Eine Stimme inmitten des Schweigens
VOR fünfzig Jahren wurde ein Ungeheuer getötet. Als die Weltöffentlichkeit endlich den Vorhang beiseite schob und einen Blick auf das besiegte Dritte Reich warf, bot sich ihr ein greulicher Anblick, zu greulich, um das Geschehene begreifen zu können. Soldaten wie auch Zivilisten konnten nur in stillem Entsetzen auf die grausigen Überreste einer gewaltigen Tötungsmaschinerie schauen.

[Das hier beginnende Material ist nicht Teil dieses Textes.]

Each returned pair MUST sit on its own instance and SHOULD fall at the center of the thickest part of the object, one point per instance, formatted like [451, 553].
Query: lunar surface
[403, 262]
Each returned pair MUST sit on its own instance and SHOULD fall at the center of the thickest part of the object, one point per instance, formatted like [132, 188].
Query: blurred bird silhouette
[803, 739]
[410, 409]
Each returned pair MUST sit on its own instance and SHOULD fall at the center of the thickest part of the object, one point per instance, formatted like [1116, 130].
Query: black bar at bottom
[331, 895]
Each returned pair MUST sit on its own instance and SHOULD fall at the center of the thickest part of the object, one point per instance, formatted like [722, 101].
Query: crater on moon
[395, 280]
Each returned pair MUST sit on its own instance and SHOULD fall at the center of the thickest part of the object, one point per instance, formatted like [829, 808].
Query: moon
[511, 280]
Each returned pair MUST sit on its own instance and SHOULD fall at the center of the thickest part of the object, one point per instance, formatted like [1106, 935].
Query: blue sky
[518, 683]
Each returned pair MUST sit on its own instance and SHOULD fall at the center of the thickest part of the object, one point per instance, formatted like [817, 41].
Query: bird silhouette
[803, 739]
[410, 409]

In diesem Jahr haben Tausende von Menschen den 50. Jahrestag der Befreiung der Konzentrationslager feierlich begangen; schweigend sind sie über die trostlosen Lagergelände gezogen. Nur schwer haben sie die Ungeheuerlichkeit der Verbrechen begreifen können. Schließlich wurden allein in dem Vernichtungslager Auschwitz ungefähr 1 500 000 Menschen umgebracht! Es war eine Zeit der Besinnlichkeit, eine Zeit, darüber nachzudenken, wie unmenschlich Menschen einander behandeln können. Die düsteren Krematorien und die leeren Baracken hallten von quälenden Fragen, und die Berge von Schuhen, die man damals den Häftlingen abgenommen hatte, schrien nach Antworten.

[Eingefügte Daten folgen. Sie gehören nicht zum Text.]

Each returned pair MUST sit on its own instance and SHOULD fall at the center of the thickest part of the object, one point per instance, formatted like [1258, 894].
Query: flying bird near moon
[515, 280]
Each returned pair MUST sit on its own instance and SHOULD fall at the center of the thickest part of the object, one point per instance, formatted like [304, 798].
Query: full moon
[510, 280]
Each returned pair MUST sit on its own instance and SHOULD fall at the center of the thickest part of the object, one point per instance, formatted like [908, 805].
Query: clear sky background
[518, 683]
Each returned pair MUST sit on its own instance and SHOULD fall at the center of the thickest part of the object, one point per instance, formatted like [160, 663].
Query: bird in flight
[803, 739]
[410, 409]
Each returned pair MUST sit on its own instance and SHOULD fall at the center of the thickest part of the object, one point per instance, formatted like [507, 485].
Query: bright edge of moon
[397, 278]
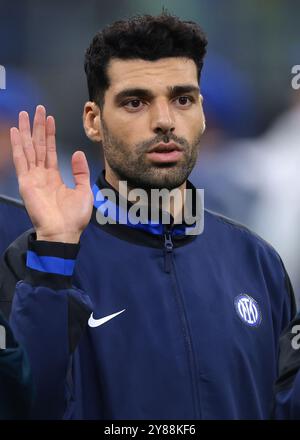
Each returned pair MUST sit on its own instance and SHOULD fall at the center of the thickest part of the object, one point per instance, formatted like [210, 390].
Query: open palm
[57, 212]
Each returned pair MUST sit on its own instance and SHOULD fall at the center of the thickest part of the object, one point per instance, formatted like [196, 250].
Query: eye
[184, 101]
[133, 104]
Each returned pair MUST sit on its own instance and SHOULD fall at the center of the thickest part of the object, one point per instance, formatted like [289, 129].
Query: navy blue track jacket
[182, 326]
[16, 392]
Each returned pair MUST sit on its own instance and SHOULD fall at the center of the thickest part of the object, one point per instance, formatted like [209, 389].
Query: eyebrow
[148, 94]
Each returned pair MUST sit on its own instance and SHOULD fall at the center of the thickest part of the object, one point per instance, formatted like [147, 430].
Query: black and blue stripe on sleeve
[50, 264]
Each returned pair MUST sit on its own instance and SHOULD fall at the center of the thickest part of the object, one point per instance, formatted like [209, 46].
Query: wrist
[72, 238]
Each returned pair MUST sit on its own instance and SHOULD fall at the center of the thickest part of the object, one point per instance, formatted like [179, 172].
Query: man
[15, 379]
[144, 321]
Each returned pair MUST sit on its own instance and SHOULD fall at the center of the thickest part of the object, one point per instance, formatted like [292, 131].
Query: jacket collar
[116, 211]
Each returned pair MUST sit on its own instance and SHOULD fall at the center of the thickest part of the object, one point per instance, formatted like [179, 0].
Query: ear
[203, 115]
[91, 121]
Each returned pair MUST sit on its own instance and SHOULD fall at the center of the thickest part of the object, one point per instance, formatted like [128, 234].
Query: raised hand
[57, 212]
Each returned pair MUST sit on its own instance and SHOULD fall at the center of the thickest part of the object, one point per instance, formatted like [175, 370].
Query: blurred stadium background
[250, 153]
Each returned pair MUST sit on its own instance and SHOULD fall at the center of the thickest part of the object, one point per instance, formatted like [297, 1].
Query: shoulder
[247, 251]
[228, 228]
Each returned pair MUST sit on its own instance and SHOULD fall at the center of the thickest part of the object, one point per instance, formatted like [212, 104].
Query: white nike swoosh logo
[96, 322]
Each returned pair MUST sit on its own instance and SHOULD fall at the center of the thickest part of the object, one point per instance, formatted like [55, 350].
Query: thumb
[80, 169]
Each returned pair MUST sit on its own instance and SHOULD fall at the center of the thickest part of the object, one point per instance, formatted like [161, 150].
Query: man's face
[152, 121]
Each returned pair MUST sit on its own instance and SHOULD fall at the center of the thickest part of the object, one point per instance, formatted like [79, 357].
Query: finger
[19, 157]
[39, 135]
[80, 169]
[24, 129]
[51, 155]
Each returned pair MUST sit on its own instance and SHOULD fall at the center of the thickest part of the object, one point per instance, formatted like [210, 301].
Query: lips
[164, 153]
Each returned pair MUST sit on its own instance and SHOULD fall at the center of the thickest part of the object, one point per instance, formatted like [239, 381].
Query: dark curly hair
[146, 37]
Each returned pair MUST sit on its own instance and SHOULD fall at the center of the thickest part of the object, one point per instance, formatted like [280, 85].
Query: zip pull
[168, 245]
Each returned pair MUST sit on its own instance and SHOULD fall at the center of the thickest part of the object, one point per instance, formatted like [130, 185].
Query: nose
[162, 118]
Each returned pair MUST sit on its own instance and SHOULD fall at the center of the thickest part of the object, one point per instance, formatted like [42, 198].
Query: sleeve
[16, 392]
[286, 403]
[48, 317]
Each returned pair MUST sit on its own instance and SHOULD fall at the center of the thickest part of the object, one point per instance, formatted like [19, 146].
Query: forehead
[161, 73]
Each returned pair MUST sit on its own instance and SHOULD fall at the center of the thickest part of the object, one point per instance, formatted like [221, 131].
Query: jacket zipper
[168, 245]
[168, 251]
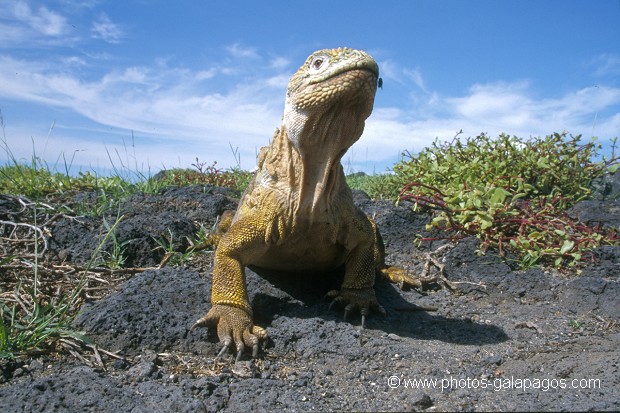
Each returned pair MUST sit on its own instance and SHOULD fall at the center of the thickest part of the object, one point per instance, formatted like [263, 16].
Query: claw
[240, 349]
[222, 351]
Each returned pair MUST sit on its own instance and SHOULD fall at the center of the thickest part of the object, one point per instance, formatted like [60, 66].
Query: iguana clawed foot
[234, 326]
[362, 300]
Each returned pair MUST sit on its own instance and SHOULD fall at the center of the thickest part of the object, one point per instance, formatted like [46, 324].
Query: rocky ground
[501, 339]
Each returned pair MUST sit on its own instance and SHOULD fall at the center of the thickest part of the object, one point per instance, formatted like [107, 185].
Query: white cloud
[238, 51]
[179, 113]
[106, 30]
[42, 20]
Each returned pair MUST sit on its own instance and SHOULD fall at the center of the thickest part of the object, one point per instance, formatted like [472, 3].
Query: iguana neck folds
[327, 103]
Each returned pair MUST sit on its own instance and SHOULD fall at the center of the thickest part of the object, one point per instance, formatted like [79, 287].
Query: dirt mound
[529, 340]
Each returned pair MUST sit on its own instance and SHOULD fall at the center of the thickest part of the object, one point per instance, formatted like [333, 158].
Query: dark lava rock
[154, 310]
[501, 328]
[147, 221]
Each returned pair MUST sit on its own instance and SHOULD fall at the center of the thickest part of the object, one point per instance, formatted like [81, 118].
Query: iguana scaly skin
[298, 212]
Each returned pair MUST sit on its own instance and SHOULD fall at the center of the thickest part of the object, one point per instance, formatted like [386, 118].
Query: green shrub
[510, 193]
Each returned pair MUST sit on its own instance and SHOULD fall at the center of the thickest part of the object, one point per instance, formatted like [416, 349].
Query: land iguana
[298, 213]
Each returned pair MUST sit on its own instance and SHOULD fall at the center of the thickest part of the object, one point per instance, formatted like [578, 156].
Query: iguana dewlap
[298, 212]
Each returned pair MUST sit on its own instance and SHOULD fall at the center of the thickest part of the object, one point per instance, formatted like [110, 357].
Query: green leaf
[567, 246]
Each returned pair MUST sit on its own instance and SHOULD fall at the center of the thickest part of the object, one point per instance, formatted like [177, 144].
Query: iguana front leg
[357, 292]
[231, 311]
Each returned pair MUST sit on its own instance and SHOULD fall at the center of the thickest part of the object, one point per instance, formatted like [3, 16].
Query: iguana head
[328, 100]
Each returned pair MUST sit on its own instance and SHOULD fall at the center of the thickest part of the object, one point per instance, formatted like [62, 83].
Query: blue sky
[156, 84]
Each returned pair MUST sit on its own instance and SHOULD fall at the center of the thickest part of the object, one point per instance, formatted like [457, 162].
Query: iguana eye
[317, 63]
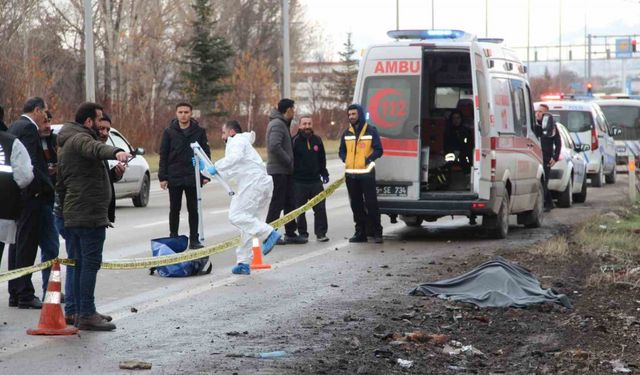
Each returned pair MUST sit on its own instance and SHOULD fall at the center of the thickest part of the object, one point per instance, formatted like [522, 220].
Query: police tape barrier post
[165, 260]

Heute herrscht Entrüstung und Entsetzen. Der Holocaust, in dem mehrere Millionen Menschen systematisch ermordet wurden, enthüllt, was für ein gräßliches Übel der Nationalsozialismus war. Wie sah es aber damals aus? Wer erhob seine Stimme? Und wer schwieg?
Viele erfuhren erst am Ende des Zweiten Weltkriegs von den Massenvernichtungen. In dem Buch Fifty Years Ago—Revolt Amid the Darkness wird erklärt: „Die einzelnen Fotos und die Filme der Wochenschau, die über die 1944 und 1945 von den Alliierten befreiten Tötungszentren und Lager berichteten, machten die breite Öffentlichkeit als erstes mit der brutalen Realität bekannt, vor allem im Westen.“
Doch sogar bevor die Todeslager errichtet wurden, verkündete eine Stimme die mit dem Nationalsozialismus verbundenen Gefahren, und zwar mit Hilfe der englischen Ausgabe des Vorläufers der Zeitschrift Erwachet! Zuerst war diese Zeitschrift unter dem Namen Das Goldene Zeitalter bekannt, 1937 wurde sie dann in Trost umbenannt. Vom Jahr 1929 an warnte die Zeitschrift, die von Jehovas Zeugen herausgegeben wurde, nachdrücklich vor den Gefahren des Nationalsozialismus, was in Übereinstimmung mit der auf der Titelseite gedruckten Erklärung war, die lautete: „Eine Zeitschrift gegründet auf Tatsache, Hoffnung und Überzeugung“.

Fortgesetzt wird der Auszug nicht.